Actes 27, 1-20

La crainte du Seigneur, don de l’Esprit-Saint

Saint Bernard

Sermon sur les sept dons du Saint-Esprit, OC 7, p. 97s

           La première grâce de l’Esprit-Saint est la crainte du Seigneur. Qui la possède déteste toute iniquité, selon cette parole du psalmiste : J’ai eu leur péché en horreur et je l’ai exécré. Car il est écrit dans les Proverbes : La crainte du Seigneur hait le mal. Job est appelé un homme craignant Dieu et s’éloignant du mal. Sans cette grâce, la première des grâces et le principe de toute la religion, aucun bien ne peut se produire ou se développer. De même, en effet, que la sécurité ou la paresse sont la cause et la source de tous les manquements, de même la crainte du Seigneur est la racine et la gardienne de tous les biens. Aussi l’Ecriture dit-elle : Si vous ne vous maintenez constamment dans la crainte du Seigneur, votre maison sera promptement renversée. Tout l’édifice des vertus, s’il vient à perdre le soutien de ce don, tombe de suite en ruine. Aussi Salomon s’écrie-t-il : Vivez chaque jour dans la crainte du Seigneur, parce que vous aurez l’espérance au dernier jour et votre attente ne sera pas enlevée. De là, vient que l’apôtre s’écrie : Opérez votre salut avec crainte et tremblement. Pourquoi multiplier les citations ? Religion et crainte sont choses corrélatives, et l’une ne peut demeurer sans l’autre.
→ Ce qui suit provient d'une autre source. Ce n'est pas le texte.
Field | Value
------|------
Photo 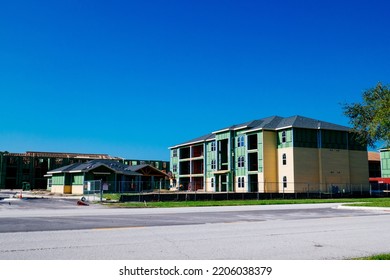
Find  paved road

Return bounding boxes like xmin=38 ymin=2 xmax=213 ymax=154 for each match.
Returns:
xmin=0 ymin=199 xmax=390 ymax=260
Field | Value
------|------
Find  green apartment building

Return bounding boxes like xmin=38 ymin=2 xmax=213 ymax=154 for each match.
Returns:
xmin=170 ymin=116 xmax=369 ymax=193
xmin=379 ymin=148 xmax=390 ymax=178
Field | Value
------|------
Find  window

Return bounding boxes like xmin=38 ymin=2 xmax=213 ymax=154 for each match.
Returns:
xmin=237 ymin=135 xmax=245 ymax=147
xmin=238 ymin=177 xmax=245 ymax=188
xmin=238 ymin=156 xmax=245 ymax=167
xmin=283 ymin=176 xmax=287 ymax=188
xmin=282 ymin=131 xmax=286 ymax=143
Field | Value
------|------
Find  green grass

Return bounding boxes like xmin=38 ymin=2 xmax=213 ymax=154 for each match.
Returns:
xmin=105 ymin=194 xmax=390 ymax=208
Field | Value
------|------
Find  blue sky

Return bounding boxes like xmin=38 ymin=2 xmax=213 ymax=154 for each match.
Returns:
xmin=0 ymin=0 xmax=390 ymax=160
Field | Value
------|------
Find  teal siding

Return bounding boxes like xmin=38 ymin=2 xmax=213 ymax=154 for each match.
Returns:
xmin=277 ymin=128 xmax=293 ymax=149
xmin=381 ymin=150 xmax=390 ymax=178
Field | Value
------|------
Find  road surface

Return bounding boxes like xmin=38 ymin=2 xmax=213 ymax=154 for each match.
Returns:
xmin=0 ymin=199 xmax=390 ymax=260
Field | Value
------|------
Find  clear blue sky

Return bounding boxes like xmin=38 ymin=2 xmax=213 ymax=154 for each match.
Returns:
xmin=0 ymin=0 xmax=390 ymax=160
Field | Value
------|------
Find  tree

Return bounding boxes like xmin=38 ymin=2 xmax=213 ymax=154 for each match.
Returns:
xmin=343 ymin=83 xmax=390 ymax=147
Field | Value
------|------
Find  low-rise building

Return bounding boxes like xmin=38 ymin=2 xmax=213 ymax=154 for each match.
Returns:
xmin=170 ymin=116 xmax=369 ymax=193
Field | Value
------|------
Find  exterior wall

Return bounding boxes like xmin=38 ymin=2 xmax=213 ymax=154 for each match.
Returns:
xmin=262 ymin=131 xmax=278 ymax=192
xmin=319 ymin=149 xmax=350 ymax=187
xmin=287 ymin=148 xmax=320 ymax=192
xmin=171 ymin=119 xmax=370 ymax=193
xmin=72 ymin=185 xmax=84 ymax=195
xmin=277 ymin=148 xmax=296 ymax=193
xmin=51 ymin=185 xmax=72 ymax=194
xmin=349 ymin=151 xmax=369 ymax=190
xmin=380 ymin=149 xmax=390 ymax=178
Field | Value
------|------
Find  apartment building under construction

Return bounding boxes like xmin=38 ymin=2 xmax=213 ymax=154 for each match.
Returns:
xmin=170 ymin=116 xmax=369 ymax=193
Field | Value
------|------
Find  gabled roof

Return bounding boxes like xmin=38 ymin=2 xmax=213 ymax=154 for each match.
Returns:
xmin=170 ymin=115 xmax=351 ymax=149
xmin=276 ymin=115 xmax=351 ymax=131
xmin=170 ymin=133 xmax=215 ymax=149
xmin=125 ymin=164 xmax=168 ymax=176
xmin=47 ymin=159 xmax=141 ymax=176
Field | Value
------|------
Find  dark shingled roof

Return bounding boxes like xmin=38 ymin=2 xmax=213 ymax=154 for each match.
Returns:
xmin=47 ymin=159 xmax=141 ymax=175
xmin=171 ymin=115 xmax=351 ymax=148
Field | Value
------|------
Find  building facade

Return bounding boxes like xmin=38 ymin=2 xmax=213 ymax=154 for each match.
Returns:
xmin=379 ymin=148 xmax=390 ymax=178
xmin=170 ymin=116 xmax=369 ymax=193
xmin=0 ymin=151 xmax=169 ymax=189
xmin=46 ymin=159 xmax=167 ymax=195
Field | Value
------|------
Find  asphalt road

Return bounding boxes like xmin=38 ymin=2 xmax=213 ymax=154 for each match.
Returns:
xmin=0 ymin=196 xmax=390 ymax=260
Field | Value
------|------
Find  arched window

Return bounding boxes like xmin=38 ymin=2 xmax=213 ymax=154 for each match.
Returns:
xmin=237 ymin=135 xmax=245 ymax=147
xmin=238 ymin=156 xmax=245 ymax=167
xmin=283 ymin=176 xmax=287 ymax=188
xmin=282 ymin=131 xmax=286 ymax=143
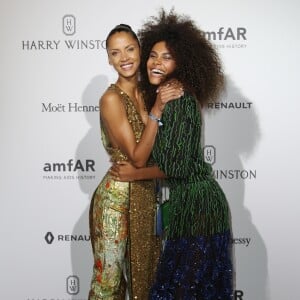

Ainsi dans les Actes des Apôtres, il est dit de Corneille qu’il était un homme religieux et craignant Dieu, et, de Siméon, Luc nous dit dans son évangile qu’il était juste et pieux. Aussi Salomon donne cette leçon : Craignez le Seigneur et gardez ses commandements.

          Nous devons avoir en nous ce sentiment de la même manière dont le bienheureux Job assure qu’il l’éprouve : Il craignit toujours Dieu comme des flots qui se précipitent sur lui. Sous l’empire de cette crainte de Dieu, nous abandonnons tout, nous renonçons au monde, et, ainsi que le Seigneur l’a dit, nous nous séparons même de nous : Si quelqu’un veut venir à ma suite, qu’il se renonce lui-même. Cette crainte divine rend, soumis à la pauvreté, celui qu’elle pénètre parfaitement, et elle l’éloigne du mal. Elle est au premier rang parmi les grâces comme la pauvreté dans la série des Béatitudes : c’est de cette pauvreté que le Seigneur a dit, en la plaçant comme le fondement des autres vertus : Heureux les pauvres, le Royaume des cieux leur appartient.